Magnetic resonance imaging (MRI) findings were characteristic of chronic pituitary ischemic injury. All five patients demonstrated either complete or partial empty sella, with absent posterior bright spot in four, signifying chronicity. These observations align with previous studies, where empty sella is reported in 70-90% of Sheehan’s syndrome cases [24,25]. The single case showing partial empty sella likely represents an earlier phase of pituitary atrophy. Consistent with prior evidence, MRI morphology did not directly correlate with the number or severity of hormonal deficits [26].
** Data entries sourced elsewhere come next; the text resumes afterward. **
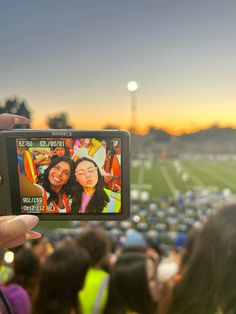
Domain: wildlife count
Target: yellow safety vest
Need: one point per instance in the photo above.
(114, 202)
(93, 297)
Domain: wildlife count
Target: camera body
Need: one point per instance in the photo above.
(65, 174)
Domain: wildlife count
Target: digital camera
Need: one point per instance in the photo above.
(65, 174)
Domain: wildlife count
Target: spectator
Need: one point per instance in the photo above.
(22, 288)
(94, 294)
(133, 285)
(62, 277)
(208, 279)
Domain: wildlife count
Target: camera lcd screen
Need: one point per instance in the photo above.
(78, 175)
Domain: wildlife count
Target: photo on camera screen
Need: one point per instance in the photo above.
(70, 175)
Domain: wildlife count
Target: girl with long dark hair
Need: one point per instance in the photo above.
(56, 182)
(208, 278)
(62, 277)
(133, 285)
(90, 195)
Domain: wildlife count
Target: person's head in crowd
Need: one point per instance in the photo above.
(90, 194)
(58, 177)
(133, 285)
(41, 248)
(208, 279)
(60, 151)
(63, 275)
(187, 250)
(133, 242)
(96, 242)
(26, 268)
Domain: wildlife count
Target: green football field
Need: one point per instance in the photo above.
(169, 176)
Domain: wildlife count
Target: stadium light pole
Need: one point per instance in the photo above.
(132, 88)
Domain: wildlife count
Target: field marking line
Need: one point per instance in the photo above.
(168, 179)
(218, 177)
(141, 174)
(195, 178)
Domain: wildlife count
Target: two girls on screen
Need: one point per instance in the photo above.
(69, 187)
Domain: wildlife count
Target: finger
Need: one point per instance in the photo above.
(30, 235)
(15, 241)
(7, 121)
(16, 226)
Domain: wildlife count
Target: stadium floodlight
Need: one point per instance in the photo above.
(132, 88)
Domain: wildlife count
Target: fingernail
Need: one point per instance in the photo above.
(21, 120)
(29, 220)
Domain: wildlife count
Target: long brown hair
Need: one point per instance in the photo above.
(209, 279)
(63, 275)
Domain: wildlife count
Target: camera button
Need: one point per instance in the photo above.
(1, 178)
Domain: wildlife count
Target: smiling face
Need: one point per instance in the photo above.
(151, 269)
(86, 174)
(59, 174)
(59, 151)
Following sequential hormone replacement therapy—glucocorticoids followed by levothyroxine—all patients demonstrated marked symptomatic and biochemical improvement. Serum sodium levels normalized, fatigue and hypotension improved, and one patient experienced spontaneous resumption of menstruation after three months, indicating partial gonadotrophic recovery. No adverse events or adrenal crises occurred during therapy. These findings parallel previous reports where hormone replacement led to significant functional recovery and quality-of-life improvement in chronic SS cases [28,39].
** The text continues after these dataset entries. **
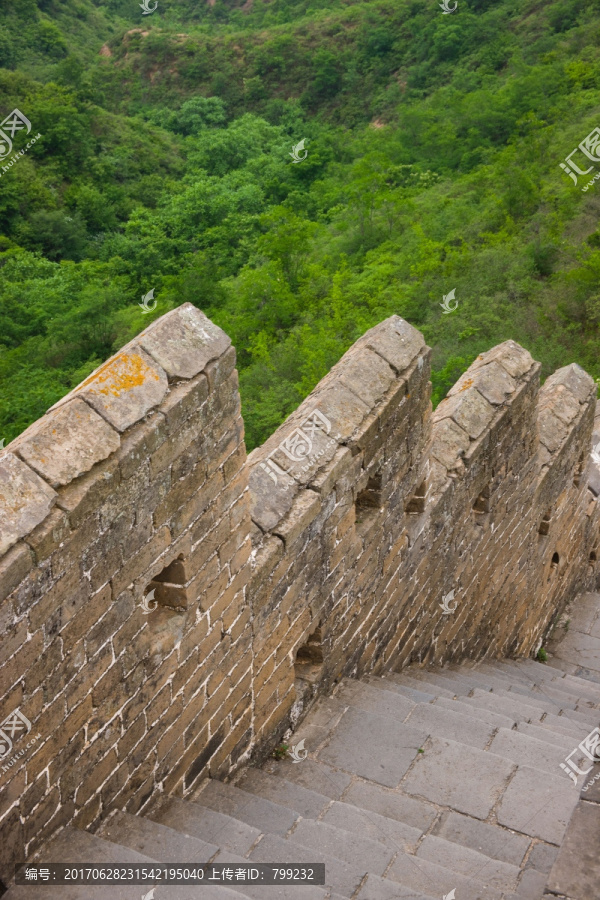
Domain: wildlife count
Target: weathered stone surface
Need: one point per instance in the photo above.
(449, 443)
(67, 442)
(491, 380)
(124, 388)
(575, 379)
(469, 410)
(515, 359)
(552, 430)
(25, 500)
(394, 339)
(366, 374)
(184, 341)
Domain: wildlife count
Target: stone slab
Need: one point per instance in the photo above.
(184, 341)
(152, 839)
(490, 840)
(528, 751)
(25, 500)
(366, 823)
(357, 850)
(67, 442)
(538, 804)
(576, 872)
(453, 725)
(312, 774)
(465, 779)
(249, 808)
(496, 720)
(423, 875)
(210, 826)
(124, 388)
(419, 814)
(342, 877)
(379, 702)
(374, 747)
(468, 862)
(307, 803)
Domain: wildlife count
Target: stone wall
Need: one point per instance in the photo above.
(168, 607)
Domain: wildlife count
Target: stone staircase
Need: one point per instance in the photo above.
(417, 784)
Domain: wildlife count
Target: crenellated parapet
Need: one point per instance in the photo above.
(169, 607)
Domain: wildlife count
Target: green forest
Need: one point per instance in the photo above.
(431, 165)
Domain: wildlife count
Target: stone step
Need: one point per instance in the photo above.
(540, 672)
(469, 862)
(453, 725)
(514, 708)
(376, 888)
(360, 851)
(426, 876)
(312, 774)
(374, 700)
(196, 820)
(361, 822)
(496, 720)
(375, 747)
(556, 700)
(451, 682)
(309, 804)
(158, 841)
(566, 726)
(246, 807)
(435, 690)
(528, 751)
(275, 891)
(341, 877)
(489, 839)
(371, 797)
(387, 684)
(562, 740)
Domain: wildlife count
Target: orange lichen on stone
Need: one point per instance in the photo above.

The clinical diversity observed in this series—from subtle symptoms like fatigue to life-threatening metabolic derangements—illustrates the broad spectrum of Sheehan’s syndrome. Such variability frequently results in fragmented evaluation across medical specialties before endocrinologic referral. Early postpartum endocrine screening for women with severe hemorrhage, lactation failure, or persistent amenorrhea can facilitate earlier detection and prevent life-threatening complications. Greater awareness among obstetricians and primary care physicians remains critical for timely recognition.
This study has certain limitations. Being a small, single-center case series (n = 5), its findings cannot be generalized to the broader population. Dynamic hormonal testing could not be performed in all cases due to logistic and financial constraints. The short follow-up duration (1 month) also limits assessment of long-term hormonal recovery and therapy outcomes. Despite these limitations, the study underscores the persistent diagnostic delay and diverse clinical manifestations of Sheehan’s syndrome in real-world practice.
Sheehan’s syndrome continues to present as a multifaceted endocrine disorder with variable clinical and biochemical features. Even within this small series, the disease spectrum ranged from subtle hormonal insufficiency to severe adrenal crisis. Early recognition—especially in women with a history of significant PPH and lactation failure—remains essential. Timely hormonal evaluation and sequential replacement therapy can prevent morbidity and significantly improve outcomes. Strengthening obstetric care and enhancing clinical vigilance at the primary care level are key strategies for early diagnosis and management.
Funding
No funding sources.
Conflict of Interest
None declared.
Ethical Approval
This study was ethically approved. Written informed consent was obtained from all participants prior to inclusion.